São esses os casos dos projetos 2164/2023, do vereador Celso Costa (Republicanos); do projeto 1996/2020, do vereador Zico (Republicanos) — esse projeto é idêntico ao projeto 1935/2020, apresentado pelo vereador Rocal (PSD); do projeto 2084/2023, do vereador Waldir Brazão (sem partido); do projeto 1356/2022, do vereador Welington Dias (PDT); o projeto 1460/2022, do vereador Waldir Brazão (sem partido); do projeto 1500/2022, de coautoria dos vereadores João Mendes de Jesus (Republicanos), Welington Dias (PDT) e Rocal (PSD); e do projeto 0217/2021, de coautoria dos vereadores João Mendes de Jesus (Republicanos) e Welington Dias (PDT). Todos esses projetos se referem a áreas localizadas na Zona Oeste do Rio.

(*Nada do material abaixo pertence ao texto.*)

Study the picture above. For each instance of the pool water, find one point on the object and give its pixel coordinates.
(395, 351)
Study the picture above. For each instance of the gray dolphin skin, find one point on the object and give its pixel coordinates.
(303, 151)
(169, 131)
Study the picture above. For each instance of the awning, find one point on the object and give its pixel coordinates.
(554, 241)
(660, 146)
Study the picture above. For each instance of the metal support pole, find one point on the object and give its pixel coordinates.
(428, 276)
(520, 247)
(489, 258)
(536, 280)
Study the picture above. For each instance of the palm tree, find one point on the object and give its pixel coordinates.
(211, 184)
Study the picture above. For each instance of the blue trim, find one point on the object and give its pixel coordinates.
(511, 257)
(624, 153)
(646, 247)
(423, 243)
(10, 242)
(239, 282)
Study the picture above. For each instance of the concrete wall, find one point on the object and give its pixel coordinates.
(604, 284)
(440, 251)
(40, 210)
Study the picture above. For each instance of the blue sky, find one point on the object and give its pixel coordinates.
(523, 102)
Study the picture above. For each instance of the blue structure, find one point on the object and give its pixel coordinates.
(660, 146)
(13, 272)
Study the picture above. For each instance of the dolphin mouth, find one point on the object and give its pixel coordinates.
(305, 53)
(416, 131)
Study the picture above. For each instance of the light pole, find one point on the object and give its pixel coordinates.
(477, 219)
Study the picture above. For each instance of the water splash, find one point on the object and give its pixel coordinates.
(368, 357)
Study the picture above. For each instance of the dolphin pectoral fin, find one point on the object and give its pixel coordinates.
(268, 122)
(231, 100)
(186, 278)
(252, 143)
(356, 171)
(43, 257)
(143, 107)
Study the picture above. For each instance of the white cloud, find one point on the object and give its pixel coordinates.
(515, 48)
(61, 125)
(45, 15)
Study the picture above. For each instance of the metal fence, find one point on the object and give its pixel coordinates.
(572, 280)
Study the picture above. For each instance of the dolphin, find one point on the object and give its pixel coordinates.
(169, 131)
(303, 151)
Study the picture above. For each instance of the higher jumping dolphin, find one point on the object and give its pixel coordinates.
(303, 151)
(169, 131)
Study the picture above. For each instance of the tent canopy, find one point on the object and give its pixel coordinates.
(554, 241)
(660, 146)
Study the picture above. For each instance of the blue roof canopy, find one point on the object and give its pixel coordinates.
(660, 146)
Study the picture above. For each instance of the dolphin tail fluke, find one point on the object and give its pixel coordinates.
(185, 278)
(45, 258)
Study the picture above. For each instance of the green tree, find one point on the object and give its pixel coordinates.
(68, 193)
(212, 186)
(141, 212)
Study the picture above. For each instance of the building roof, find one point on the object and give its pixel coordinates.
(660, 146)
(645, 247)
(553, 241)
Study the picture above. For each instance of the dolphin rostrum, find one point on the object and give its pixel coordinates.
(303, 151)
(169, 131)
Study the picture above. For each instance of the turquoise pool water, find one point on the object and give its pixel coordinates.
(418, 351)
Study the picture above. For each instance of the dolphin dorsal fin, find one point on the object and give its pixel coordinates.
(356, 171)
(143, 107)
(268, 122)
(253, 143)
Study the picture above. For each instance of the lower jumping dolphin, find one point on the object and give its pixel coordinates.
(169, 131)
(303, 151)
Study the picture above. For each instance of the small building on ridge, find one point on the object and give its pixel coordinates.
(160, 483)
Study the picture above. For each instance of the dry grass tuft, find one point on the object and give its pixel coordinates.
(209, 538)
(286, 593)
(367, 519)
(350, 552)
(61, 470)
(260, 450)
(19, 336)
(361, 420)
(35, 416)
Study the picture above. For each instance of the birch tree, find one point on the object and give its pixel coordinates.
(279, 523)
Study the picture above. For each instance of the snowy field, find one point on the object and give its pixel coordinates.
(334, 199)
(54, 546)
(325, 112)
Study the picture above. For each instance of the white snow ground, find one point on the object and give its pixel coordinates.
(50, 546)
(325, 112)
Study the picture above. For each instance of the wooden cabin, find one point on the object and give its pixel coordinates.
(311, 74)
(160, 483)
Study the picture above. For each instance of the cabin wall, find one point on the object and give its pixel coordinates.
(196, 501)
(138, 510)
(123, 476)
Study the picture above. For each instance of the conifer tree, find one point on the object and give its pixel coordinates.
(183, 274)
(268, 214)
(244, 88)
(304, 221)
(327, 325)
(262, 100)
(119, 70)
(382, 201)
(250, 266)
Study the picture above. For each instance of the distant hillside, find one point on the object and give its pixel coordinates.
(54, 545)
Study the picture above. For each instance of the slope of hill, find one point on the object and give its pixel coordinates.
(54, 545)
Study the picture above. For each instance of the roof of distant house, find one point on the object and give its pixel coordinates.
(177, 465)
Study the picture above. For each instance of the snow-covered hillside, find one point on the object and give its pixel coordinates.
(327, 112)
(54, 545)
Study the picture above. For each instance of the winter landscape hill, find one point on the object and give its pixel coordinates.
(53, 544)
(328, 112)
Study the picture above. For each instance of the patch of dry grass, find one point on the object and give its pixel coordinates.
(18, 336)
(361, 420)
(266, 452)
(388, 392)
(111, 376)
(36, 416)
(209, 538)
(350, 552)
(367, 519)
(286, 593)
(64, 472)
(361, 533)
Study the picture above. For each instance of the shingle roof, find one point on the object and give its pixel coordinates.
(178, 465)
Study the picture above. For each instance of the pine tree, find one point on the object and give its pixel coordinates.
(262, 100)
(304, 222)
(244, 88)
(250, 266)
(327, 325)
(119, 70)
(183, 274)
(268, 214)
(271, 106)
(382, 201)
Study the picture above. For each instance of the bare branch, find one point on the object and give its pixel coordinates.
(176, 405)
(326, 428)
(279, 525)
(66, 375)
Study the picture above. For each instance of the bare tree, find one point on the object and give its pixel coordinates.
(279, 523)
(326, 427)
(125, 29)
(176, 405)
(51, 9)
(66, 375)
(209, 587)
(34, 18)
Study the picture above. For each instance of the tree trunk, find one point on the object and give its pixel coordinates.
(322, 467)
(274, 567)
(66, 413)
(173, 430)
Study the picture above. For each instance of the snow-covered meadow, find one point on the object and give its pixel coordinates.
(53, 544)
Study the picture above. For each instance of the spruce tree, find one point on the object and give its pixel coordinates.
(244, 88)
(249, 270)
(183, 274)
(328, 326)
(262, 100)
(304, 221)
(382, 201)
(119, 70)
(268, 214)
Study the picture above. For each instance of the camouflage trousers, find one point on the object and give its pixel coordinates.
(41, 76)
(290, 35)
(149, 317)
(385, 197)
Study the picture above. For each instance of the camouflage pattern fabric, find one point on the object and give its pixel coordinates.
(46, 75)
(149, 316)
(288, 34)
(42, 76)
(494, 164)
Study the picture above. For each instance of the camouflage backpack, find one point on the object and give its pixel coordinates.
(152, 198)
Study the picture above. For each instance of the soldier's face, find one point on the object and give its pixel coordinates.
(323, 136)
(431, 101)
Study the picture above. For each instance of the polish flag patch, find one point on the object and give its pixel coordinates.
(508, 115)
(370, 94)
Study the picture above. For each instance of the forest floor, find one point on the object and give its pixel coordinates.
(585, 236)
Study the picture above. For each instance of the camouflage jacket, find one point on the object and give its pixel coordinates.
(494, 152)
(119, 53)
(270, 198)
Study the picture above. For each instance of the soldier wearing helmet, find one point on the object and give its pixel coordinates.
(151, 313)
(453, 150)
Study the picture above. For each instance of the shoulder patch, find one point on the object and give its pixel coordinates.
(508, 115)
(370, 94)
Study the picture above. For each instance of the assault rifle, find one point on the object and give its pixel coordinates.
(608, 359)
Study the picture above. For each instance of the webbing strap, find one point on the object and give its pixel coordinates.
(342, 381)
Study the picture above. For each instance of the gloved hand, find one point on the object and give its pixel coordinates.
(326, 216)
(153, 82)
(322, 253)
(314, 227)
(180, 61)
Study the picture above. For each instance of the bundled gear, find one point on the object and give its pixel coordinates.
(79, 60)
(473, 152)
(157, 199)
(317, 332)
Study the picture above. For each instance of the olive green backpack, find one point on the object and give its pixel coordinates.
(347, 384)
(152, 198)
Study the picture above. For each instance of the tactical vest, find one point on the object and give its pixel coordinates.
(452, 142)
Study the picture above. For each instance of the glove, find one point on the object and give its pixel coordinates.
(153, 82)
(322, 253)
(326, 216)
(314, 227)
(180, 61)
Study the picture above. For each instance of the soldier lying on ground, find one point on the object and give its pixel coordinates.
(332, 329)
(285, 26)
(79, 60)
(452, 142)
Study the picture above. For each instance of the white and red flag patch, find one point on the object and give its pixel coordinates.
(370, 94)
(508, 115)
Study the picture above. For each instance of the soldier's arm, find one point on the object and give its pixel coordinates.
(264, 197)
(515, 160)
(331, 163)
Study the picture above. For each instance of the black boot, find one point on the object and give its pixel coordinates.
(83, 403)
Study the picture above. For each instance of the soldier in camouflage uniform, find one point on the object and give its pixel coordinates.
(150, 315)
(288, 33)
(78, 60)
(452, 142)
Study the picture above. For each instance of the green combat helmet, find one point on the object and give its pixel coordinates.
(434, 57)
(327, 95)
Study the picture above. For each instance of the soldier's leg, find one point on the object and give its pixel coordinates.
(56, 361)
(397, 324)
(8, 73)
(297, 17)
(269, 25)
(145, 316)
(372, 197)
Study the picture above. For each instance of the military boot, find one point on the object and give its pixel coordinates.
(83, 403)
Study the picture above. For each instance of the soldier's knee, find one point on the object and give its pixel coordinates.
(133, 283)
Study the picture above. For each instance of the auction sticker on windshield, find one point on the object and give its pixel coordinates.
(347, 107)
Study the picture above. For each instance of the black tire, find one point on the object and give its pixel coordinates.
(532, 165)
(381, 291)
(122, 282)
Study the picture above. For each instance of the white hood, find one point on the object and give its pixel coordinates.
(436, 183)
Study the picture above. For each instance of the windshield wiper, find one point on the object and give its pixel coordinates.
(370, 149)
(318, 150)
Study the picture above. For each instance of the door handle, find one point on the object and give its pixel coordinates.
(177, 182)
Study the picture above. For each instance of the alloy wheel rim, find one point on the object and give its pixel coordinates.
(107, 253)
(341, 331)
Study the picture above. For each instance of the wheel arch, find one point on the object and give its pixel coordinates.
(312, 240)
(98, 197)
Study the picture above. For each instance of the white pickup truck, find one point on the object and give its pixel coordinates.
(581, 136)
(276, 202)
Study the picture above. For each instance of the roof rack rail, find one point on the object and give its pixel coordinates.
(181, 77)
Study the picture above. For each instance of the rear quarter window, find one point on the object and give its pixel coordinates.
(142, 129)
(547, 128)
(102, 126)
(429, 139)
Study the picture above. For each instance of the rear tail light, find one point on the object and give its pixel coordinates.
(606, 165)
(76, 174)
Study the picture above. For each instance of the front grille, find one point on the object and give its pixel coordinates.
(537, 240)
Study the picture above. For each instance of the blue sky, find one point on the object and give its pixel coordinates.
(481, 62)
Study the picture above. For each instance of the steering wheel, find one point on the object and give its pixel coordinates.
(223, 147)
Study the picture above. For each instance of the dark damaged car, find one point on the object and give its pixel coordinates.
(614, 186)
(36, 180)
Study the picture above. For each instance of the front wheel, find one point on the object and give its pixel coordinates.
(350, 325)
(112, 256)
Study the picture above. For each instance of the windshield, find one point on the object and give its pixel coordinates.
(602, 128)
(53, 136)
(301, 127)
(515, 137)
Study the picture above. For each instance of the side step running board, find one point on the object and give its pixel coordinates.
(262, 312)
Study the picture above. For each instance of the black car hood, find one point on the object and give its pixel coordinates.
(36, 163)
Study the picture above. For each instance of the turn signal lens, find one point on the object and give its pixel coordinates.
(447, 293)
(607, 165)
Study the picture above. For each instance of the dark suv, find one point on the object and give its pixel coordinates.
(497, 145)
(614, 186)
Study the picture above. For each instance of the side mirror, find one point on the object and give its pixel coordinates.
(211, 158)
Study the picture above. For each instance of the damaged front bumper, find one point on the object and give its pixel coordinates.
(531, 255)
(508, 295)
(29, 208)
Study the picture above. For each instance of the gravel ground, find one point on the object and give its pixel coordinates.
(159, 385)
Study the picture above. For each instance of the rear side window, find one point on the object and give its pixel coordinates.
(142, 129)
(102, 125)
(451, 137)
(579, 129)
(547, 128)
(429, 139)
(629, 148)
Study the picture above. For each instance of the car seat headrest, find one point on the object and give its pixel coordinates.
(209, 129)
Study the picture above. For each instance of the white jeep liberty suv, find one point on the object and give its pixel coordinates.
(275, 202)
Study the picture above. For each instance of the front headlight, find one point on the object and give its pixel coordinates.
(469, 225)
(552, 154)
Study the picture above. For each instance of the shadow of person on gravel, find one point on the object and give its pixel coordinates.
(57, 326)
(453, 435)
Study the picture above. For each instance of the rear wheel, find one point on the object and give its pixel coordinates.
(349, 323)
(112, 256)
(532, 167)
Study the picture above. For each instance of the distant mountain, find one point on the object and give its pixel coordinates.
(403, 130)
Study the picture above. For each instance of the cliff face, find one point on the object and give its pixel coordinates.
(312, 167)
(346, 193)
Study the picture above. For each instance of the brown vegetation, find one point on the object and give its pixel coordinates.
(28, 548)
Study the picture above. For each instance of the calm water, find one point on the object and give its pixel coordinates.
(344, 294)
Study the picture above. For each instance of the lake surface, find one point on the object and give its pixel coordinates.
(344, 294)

As Áreas de Especial Interesse Social são regiões da cidade com regras urbanísticas especiais devido a suas singularidades no processo de formação. O urbanista Sydnei Menezes, presidente do Conselho de Arquitetura e Urbanismo do Rio de Janeiro (CAU/RJ), explica que o processo que levou enfim à instituição das AEIS começou em 1990, com a elaboração da Lei Orgânica do Município. “Os primeiros levantamentos aerofotogramétricos da malha urbana do Rio reproduziam mapas da cidade onde as favelas nunca apareciam. Há 40 anos, essas áreas eram manchas brancas, depois passaram a ter os nomes das comunidades e apenas bem recentemente elas passaram a incorporar de fato a malha urbana da cidade do Rio de Janeiro”. Ao ser reconhecida como uma AEIS, uma comunidade ganha prioridade no processo de regularização fundiária e a possibilidade de receber investimentos públicos para a urbanização de favelas.
Segundo o coordenador do Geni-UFF, Daniel Hirata, as milícias têm preferência por empreendimentos imobiliários porque isso faz parte do modelo de negócios desses grupos desde a virada do século, calcado na produção de cidades. Para o pesquisador, a maior parte dos empreendimentos imobiliários da milícia se concentra na Zona Oeste porque “a Zona Oeste é uma espécie de fronteira urbana, é para onde a cidade pode crescer”. O setor imobiliário é particularmente importante pelo fato de abranger muitas atividades, que vão desde o loteamento de terras e construção até a provisão de serviços como saneamento básico e fornecimento de luz e gás. Hirata afirma que esse modelo possibilitou que as milícias conseguissem rivalizar e até superar as facções criminosas ligadas ao tráfico de drogas como o grupo armado com a maior extensão do controle territorial no município do Rio de Janeiro.
Daniel Hirata ressalta a importância não só da presença do Estado na regulação do mercado imobiliário em áreas controladas por milícias, como também uma efetiva mediação pública. “Muitas vezes há a presença estatal, mas de forma promíscua, conivente, quando não uma participação direta em favor das milícias”, diz. “O caso Marielle Franco, por exemplo, deixou bastante claro que havia toda uma preocupação em flexibilizar as leis de regularização de terras para que as milícias pudessem atuar de forma mais intensa em alguns espaços. Então essa relação entre crime e política é fundamental porque ela permite que esse modelo de negócios funcione de forma mais aceita. Não exatamente contra a lei, mas por dentro da lei, e isso garante que os negócios possam se expandir nesses espaços”.